Filling the vacancies

As of May 2009, New Orleans was home to more than 65,000 unoccupied residential properties, according to a study released by the Greater New Orleans Community Data Center. With more than 30 percent of the city’s residential addresses vacant, re-population remains one of New Orleans’ greatest hurtles.

The high-vacancy rate throughout New Orleans’ neighborhoods is further complicated by the unique long, narrow shape of many of the vacant lots, a large number of which are nestled within historic districts surrounded by architectural landmarks.

“This new construction design that is affordable while meeting both the contemporary needs of homeowners as well as the requirements set by historic districts should help stimulate a more rapid repopulation of older neighborhoods in the core of the city,” said Tannen.

And the Faubourg Fund, a minority development firm that manages the RFP process for New Orleans Redevelopment Authority (NORA), embraced the Modgun project as part of their local efforts to identify developers who can provide high quality, affordable housing.

“We are not building housing for people who can pay half a million dollars for a condo or some of the ritzier properties in the city,” Brown said. “We hope this new housing design will help New Orleanians return to the many neighborhoods of the city that offer excellent sites for development. We want our homes to look good and offer the charm of the historic neighborhoods, but with modern conveniences at an affordable price.”

Ommeed Sathe, director of real estate for the New Orleans Redevelopment Authority, is also excited about the design, but adds that widespread success will hinge on getting private individuals excited enough about the Modgun to also use its design to rebuild their homes as well.

“There are only about 4,000 (vacant lots) that are publicly controlled. So the big challenge is getting families, neighborhoods and communities to come back to restore their properties,” Sathe said. “It’s an innovative project and offers much of what we need to help bring back some of these neighborhoods.

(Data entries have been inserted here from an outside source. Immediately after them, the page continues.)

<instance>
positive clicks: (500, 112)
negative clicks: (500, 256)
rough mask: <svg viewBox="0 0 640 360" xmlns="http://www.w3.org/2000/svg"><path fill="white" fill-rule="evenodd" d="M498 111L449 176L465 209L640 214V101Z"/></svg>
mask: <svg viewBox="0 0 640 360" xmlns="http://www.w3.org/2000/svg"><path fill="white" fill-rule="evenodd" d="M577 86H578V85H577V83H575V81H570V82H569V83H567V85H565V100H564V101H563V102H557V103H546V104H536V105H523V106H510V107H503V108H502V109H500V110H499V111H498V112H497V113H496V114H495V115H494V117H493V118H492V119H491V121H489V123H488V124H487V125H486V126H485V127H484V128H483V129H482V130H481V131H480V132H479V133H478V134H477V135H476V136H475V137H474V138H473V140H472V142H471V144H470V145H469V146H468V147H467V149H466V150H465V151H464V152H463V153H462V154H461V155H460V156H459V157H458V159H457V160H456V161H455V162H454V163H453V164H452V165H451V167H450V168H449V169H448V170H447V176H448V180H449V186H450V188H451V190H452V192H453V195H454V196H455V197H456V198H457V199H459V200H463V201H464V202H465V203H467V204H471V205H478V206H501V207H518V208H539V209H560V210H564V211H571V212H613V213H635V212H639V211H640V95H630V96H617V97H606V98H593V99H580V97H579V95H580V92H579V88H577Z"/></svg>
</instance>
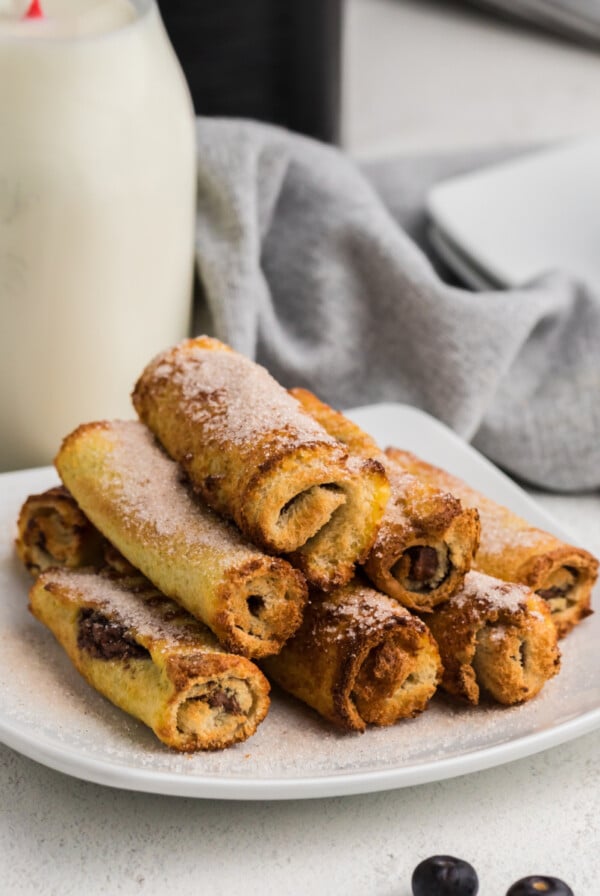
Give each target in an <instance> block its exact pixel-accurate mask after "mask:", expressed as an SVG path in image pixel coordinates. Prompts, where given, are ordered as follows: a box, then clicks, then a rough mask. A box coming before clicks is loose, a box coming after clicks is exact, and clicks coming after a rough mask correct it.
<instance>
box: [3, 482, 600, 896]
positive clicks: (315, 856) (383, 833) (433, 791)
mask: <svg viewBox="0 0 600 896" xmlns="http://www.w3.org/2000/svg"><path fill="white" fill-rule="evenodd" d="M536 497H538V499H539V500H540V503H542V504H543V506H544V507H545V508H546V509H547V510H549V511H550V512H551V513H553V514H554V515H555V516H556V517H557V518H559V519H560V521H561V524H562V525H563V526H564V527H565V528H567V529H568V530H570V531H571V532H572V533H573V536H574V539H575V540H577V541H578V542H579V543H581V544H582V545H584V546H586V547H589V548H590V549H591V550H593V551H595V552H596V553H600V496H598V495H597V494H596V495H588V496H580V497H573V496H569V497H563V496H555V495H552V496H549V495H536ZM583 624H585V623H583ZM599 755H600V731H599V732H595V733H593V734H589V735H586V736H585V737H581V738H579V739H577V740H575V741H572V742H570V743H567V744H564V745H562V746H559V747H555V748H554V749H552V750H547V751H545V752H543V753H539V754H537V755H535V756H532V757H529V758H527V759H523V760H520V761H517V762H512V763H510V764H508V765H504V766H501V767H497V768H495V769H491V770H488V771H483V772H478V773H475V774H471V775H467V776H464V777H460V778H454V779H451V780H446V781H441V782H438V783H434V784H428V785H421V786H419V787H410V788H406V789H402V790H396V791H392V792H384V793H376V794H369V795H365V796H353V797H340V798H329V799H316V800H305V801H283V802H254V803H252V802H250V803H241V802H217V801H214V800H192V799H181V798H175V797H162V796H153V795H149V794H144V793H134V792H129V791H120V790H116V789H111V788H104V787H101V786H98V785H95V784H89V783H86V782H83V781H79V780H76V779H74V778H70V777H67V776H65V775H62V774H60V773H58V772H54V771H51V770H50V769H47V768H45V767H43V766H41V765H38V764H36V763H35V762H32V761H30V760H28V759H26V758H24V757H22V756H20V755H18V754H17V753H15V752H13V751H12V750H10V749H8V748H6V747H2V746H0V794H1V796H0V805H1V811H0V867H2V869H3V871H2V876H1V878H0V880H1V883H0V893H2V894H4V893H6V894H11V896H12V894H14V896H34V894H35V896H38V894H42V896H55V894H56V896H70V894H73V896H75V894H77V896H80V894H85V896H95V894H158V893H164V892H169V893H177V894H182V896H186V894H190V896H191V894H194V896H196V894H199V893H204V892H209V893H211V896H219V894H232V893H237V892H243V893H244V894H245V896H255V894H256V896H268V894H271V893H273V894H278V896H279V894H293V896H295V894H304V893H306V892H307V891H308V892H310V893H311V894H314V896H320V894H323V896H325V894H327V896H332V894H334V896H337V894H340V896H341V894H344V896H354V894H356V896H365V894H367V893H368V894H369V896H410V877H411V873H412V870H413V868H414V866H415V865H416V864H417V863H418V862H419V861H420V860H421V859H423V858H425V857H427V856H429V855H433V854H435V853H449V854H454V855H457V856H461V857H463V858H466V859H468V860H469V861H470V862H471V863H472V864H473V865H474V866H475V867H476V869H477V871H478V873H479V878H480V883H481V890H480V894H481V896H504V894H505V893H506V890H507V889H508V887H509V885H510V884H511V883H512V882H513V881H515V880H517V879H518V878H519V877H522V876H525V875H527V874H533V873H538V874H539V873H543V874H550V875H553V876H558V877H562V878H563V879H564V880H565V881H567V882H568V883H569V884H570V885H571V887H572V888H573V890H574V893H575V894H576V896H595V894H596V893H597V892H598V880H599V879H600V850H599V849H598V846H599V844H600V763H598V757H599Z"/></svg>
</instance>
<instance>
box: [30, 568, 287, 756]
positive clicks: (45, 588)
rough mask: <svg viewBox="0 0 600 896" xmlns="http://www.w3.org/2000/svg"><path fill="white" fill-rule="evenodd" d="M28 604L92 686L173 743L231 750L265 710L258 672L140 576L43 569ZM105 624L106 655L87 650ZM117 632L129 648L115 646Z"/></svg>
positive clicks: (190, 746)
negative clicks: (88, 622) (127, 576)
mask: <svg viewBox="0 0 600 896" xmlns="http://www.w3.org/2000/svg"><path fill="white" fill-rule="evenodd" d="M30 609H31V611H32V612H33V614H34V615H35V616H36V618H37V619H39V620H40V622H42V623H43V624H44V625H46V626H47V627H48V628H49V629H50V630H51V631H52V633H53V634H54V636H55V637H56V639H57V641H58V642H59V643H60V644H61V646H62V647H63V648H64V650H65V652H66V653H67V655H68V656H69V658H70V660H71V661H72V663H73V664H74V666H75V667H76V669H77V670H78V671H79V672H80V674H81V675H83V677H84V678H85V679H86V680H87V681H88V683H89V684H90V685H91V686H92V687H94V688H95V689H96V690H97V691H99V692H100V693H101V694H103V695H104V696H105V697H107V698H108V699H109V700H110V701H111V702H112V703H114V704H115V705H116V706H119V707H120V708H121V709H123V710H125V711H126V712H128V713H129V714H131V715H133V716H135V717H136V718H138V719H140V720H141V721H142V722H144V723H145V724H146V725H148V726H149V727H150V728H152V730H153V731H154V732H155V734H156V735H157V737H158V738H159V739H160V740H161V741H162V742H163V743H164V744H166V745H167V746H169V747H171V748H172V749H175V750H179V751H194V750H220V749H223V748H225V747H228V746H231V744H234V743H237V742H239V741H243V740H246V739H247V738H248V737H250V735H252V734H253V733H254V732H255V731H256V728H257V727H258V725H259V724H260V722H261V721H262V720H263V719H264V717H265V715H266V713H267V710H268V708H269V696H268V695H269V684H268V682H267V680H266V679H265V677H264V675H263V674H262V673H261V672H260V670H259V669H258V668H257V667H256V666H255V665H254V664H253V663H251V662H250V661H249V660H247V659H245V658H244V657H240V656H235V655H233V654H228V653H226V652H225V651H224V650H223V648H222V647H221V646H220V645H219V643H218V641H217V639H216V638H215V637H214V635H213V634H212V633H211V632H210V631H209V629H208V628H206V626H204V625H202V623H200V622H198V621H197V620H196V619H194V618H193V617H192V616H190V614H189V613H187V612H186V611H185V610H184V609H183V608H181V607H179V606H178V605H177V604H175V603H174V602H173V601H171V600H169V599H168V598H166V597H165V596H164V595H163V594H160V592H158V591H157V590H156V589H155V588H154V587H153V586H152V585H151V584H150V583H149V582H148V581H147V580H144V579H143V577H141V576H140V575H139V574H138V575H136V576H129V577H124V576H116V575H113V574H110V573H109V572H108V571H107V570H105V571H104V572H102V573H100V572H97V571H93V570H71V569H58V568H54V569H48V570H46V571H45V572H43V573H42V574H41V575H40V576H39V577H38V578H37V580H36V582H35V584H34V585H33V587H32V589H31V592H30ZM90 614H91V616H90ZM90 618H92V620H93V627H92V631H93V634H90V625H89V624H87V623H88V621H89V620H90ZM103 628H104V629H108V630H109V633H110V636H111V639H112V640H111V645H112V646H111V651H110V653H108V652H107V651H106V650H104V651H101V650H97V649H92V648H93V642H92V643H91V639H92V638H93V637H95V638H96V639H99V638H100V637H101V636H102V630H103ZM82 633H83V634H84V636H83V637H82ZM115 633H116V634H115ZM119 637H120V638H121V640H122V642H123V644H124V645H125V646H126V647H127V650H121V651H119V650H118V643H115V638H116V639H117V642H118V639H119Z"/></svg>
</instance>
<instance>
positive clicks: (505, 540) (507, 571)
mask: <svg viewBox="0 0 600 896" xmlns="http://www.w3.org/2000/svg"><path fill="white" fill-rule="evenodd" d="M386 455H387V456H388V457H389V458H390V460H391V461H393V462H394V463H395V464H397V465H398V466H399V467H400V468H402V469H404V470H406V471H407V472H408V473H410V474H412V475H414V476H417V477H419V479H421V480H422V481H423V482H425V483H429V484H430V485H432V486H435V487H437V488H441V489H446V490H448V491H449V492H451V493H452V494H453V495H455V496H456V497H457V498H459V499H460V501H461V502H462V504H463V505H464V506H465V507H470V508H476V509H477V511H478V512H479V518H480V523H481V536H480V544H479V549H478V551H477V554H476V556H475V559H474V561H473V568H474V569H478V570H480V571H481V572H484V573H487V574H488V575H491V576H495V577H496V578H498V579H504V580H505V581H507V582H518V583H521V584H523V585H527V586H528V587H529V588H531V589H532V590H533V591H536V592H537V593H538V594H539V595H540V596H541V597H542V598H544V600H546V602H547V603H548V606H549V608H550V611H551V613H552V620H553V622H554V624H555V626H556V629H557V631H558V634H559V637H564V636H565V635H566V634H567V633H568V632H569V631H570V630H571V629H572V628H573V627H574V626H575V625H577V623H579V622H581V620H582V619H585V618H586V617H587V616H589V615H590V613H591V612H592V609H591V606H590V604H591V595H592V588H593V587H594V583H595V581H596V578H597V576H598V561H597V559H596V558H595V557H593V556H592V555H591V554H590V553H589V552H588V551H586V550H583V549H582V548H578V547H575V546H573V545H570V544H565V543H564V542H562V541H561V540H560V539H558V538H556V537H555V536H554V535H551V534H550V533H549V532H544V531H543V530H541V529H537V528H535V527H534V526H531V525H530V524H529V523H528V522H527V521H526V520H524V519H521V517H519V516H518V515H517V514H516V513H513V512H512V511H511V510H509V509H508V508H507V507H503V506H502V505H500V504H497V503H496V502H495V501H492V500H491V499H490V498H487V497H485V496H484V495H482V494H481V493H479V492H477V491H476V490H475V489H473V488H471V487H470V486H468V485H467V484H466V483H465V482H463V481H462V480H461V479H459V478H458V477H456V476H452V475H451V474H450V473H447V472H446V471H445V470H441V469H439V468H438V467H434V466H433V465H432V464H428V463H426V462H425V461H423V460H421V459H420V458H418V457H416V456H415V455H414V454H411V453H409V452H407V451H400V450H399V449H397V448H388V449H387V450H386Z"/></svg>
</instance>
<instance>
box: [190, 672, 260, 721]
mask: <svg viewBox="0 0 600 896" xmlns="http://www.w3.org/2000/svg"><path fill="white" fill-rule="evenodd" d="M252 703H253V697H252V692H251V690H250V688H249V687H248V684H247V683H246V682H245V681H243V680H242V679H240V678H234V677H231V676H230V677H228V678H226V679H224V680H221V681H212V680H211V681H206V682H203V683H201V684H197V685H194V687H193V688H191V690H190V691H189V692H188V694H187V695H186V698H185V700H182V702H181V704H180V706H179V708H178V710H177V728H178V730H179V731H180V732H181V733H182V734H193V733H194V731H196V730H198V728H202V730H203V731H209V730H211V729H217V728H220V727H222V726H223V725H228V726H230V725H232V724H235V718H236V717H238V719H239V718H240V717H241V718H242V719H245V718H246V716H247V714H248V713H250V711H251V710H252Z"/></svg>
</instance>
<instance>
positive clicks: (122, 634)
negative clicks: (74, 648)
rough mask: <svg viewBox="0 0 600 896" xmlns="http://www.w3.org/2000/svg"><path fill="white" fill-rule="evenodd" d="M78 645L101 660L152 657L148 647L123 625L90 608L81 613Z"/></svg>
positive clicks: (79, 622)
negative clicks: (145, 645) (108, 618)
mask: <svg viewBox="0 0 600 896" xmlns="http://www.w3.org/2000/svg"><path fill="white" fill-rule="evenodd" d="M77 646H78V647H79V649H80V650H85V651H86V653H88V654H89V655H90V656H92V657H93V658H94V659H99V660H126V659H134V658H135V659H149V658H150V654H149V652H148V651H147V650H146V648H145V647H142V645H141V644H138V642H137V641H136V640H135V638H133V637H132V636H131V635H130V634H128V633H127V630H126V629H125V628H124V627H123V626H122V625H119V624H118V623H117V622H111V620H110V619H108V618H107V617H106V616H104V615H103V614H102V613H99V612H98V611H97V610H92V609H90V608H88V609H84V610H82V611H81V613H80V615H79V627H78V632H77Z"/></svg>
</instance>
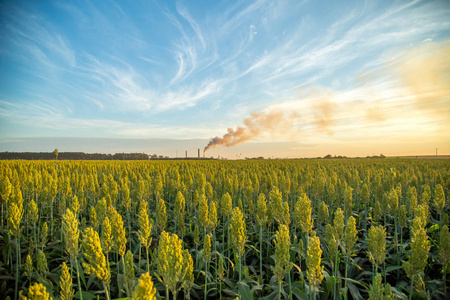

If we can offer a great product with our properties, we’re really hoping that the private market will follow us and property owners in the area will come back and reinvest in these neighborhoods.”

Tannen said the Modgun design will be submitted to the city departments that regulate planning, design and construction including the City Planning Commission, the Office of Safety and Permits and the Historic District Landmarks Commission. The team also plans to meet with area neighborhood associations and leaders to ask for support for the Modgun idea and projects.